The opinion of the HHC regarding the suggestion of governing party politicians on rules of pre-trial detention

In 2013, two defendants of a high-profile case awaiting trial for murder were put under house arrest after the maximum term of pre-trial detention possible without a first instance court decision, being currently four years, expired in their case, and no first instance decision has been delivered. The delay in the procedure was partly due to the fact that the necessary expert opinion was submitted after an unreasonably long period and that in the course of the procedure the case was assigned to a new judge, and procedural elements had to be repeated. Last week, the defendants escaped from the house arrest and fled the country.

As a reaction, politicians of the governing party announced on 9 October that the party will propose the amendment of the Criminal Procedure Code, in order to achieve that in case of the most serious crimes (crimes against life, punishable with at least 15 years of imprisonment) pre-trial detention is unlimited.  Furthermore, they stated that the governing party would set a 60-day deadline for preparing expert opinions and in case the motion for pre-trial detention is refused by the court, the prosecution shall be obliged to propose the use of an electronic monitoring device in case of serious crimes.

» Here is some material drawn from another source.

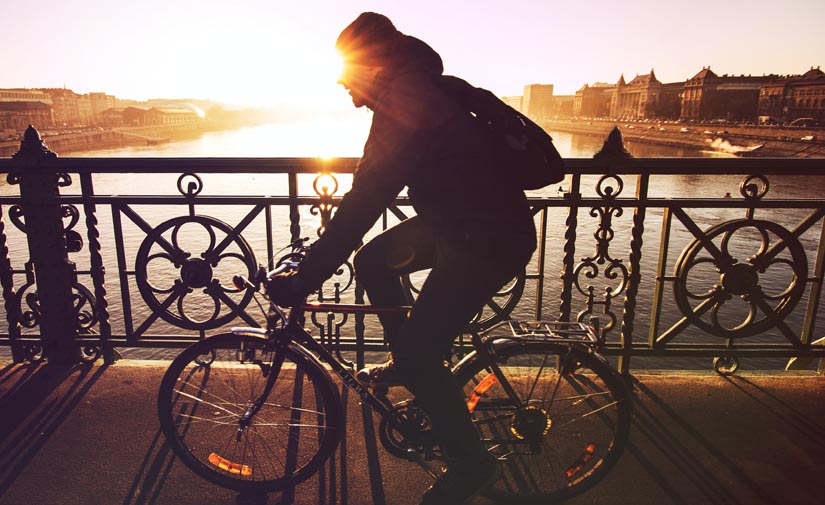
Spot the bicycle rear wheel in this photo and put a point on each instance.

The opinion of the Hungarian Helsinki Committee is the following on the above legislative amendments, presented so far only orally:

1. The state shall guarantee that criminal procedures (the investigative phase and the first instance trial) are finished within reasonable time. Four years should be enough for that under every circumstance. Increasing the maximum period of pre-trial detention or making it unlimited may not be justified neither in the case of defendants suspected of or charged with committing a grave criminal offence.

2. Citizens shall not be punished for the impotence of the state, even if they are charged with a grave criminal offence. The HHC recalls that earlier this year the European Court of Human Rights ruled in four cases that the applicants’ (suspects or defendants) pre-trial detention in Hungary was of unreasonable length. Miklós Hagyó was in pre-trial detention for nine months, X.Y. for less than 7 months, István Baksza for 29 months, and A.B. for 23 months, thus they were all released within the statutory deadline. However, the Strasbourg court found that their pre-trial detention was unnecessary and was of unreasonable length, thus Hungary violated the European Convention on Human Rights and had to pay a just satisfaction to the applicants.

3. The possibility of unlimited pre-trial detention would allow the authorities to prolong procedures unnecessary. Thus, in case of adopting the proposed rules, the governing party will reach a result contrary to its declared goal, and procedures concerning grave criminal offences will be slower instead of getting faster.

4. It is appropriate to set time limits for preparing and submitting expert opinions. However, for complying with a strict deadline, it is necessary to strengthen the network of experts, especially the Hungarian Institute for Forensic Sciences, which would cost money.

5. The HHC deems it appropriate to apply electronic monitoring device in case of defendants suspected of or charged with committing especially grave offences if the motion for pre-trial detention is rejected by the court; the monitoring device replacing the unnecessary and expensive pre-trial detention. However, appropriate guarantees on behalf of the defendant shall be established regarding the use of the device.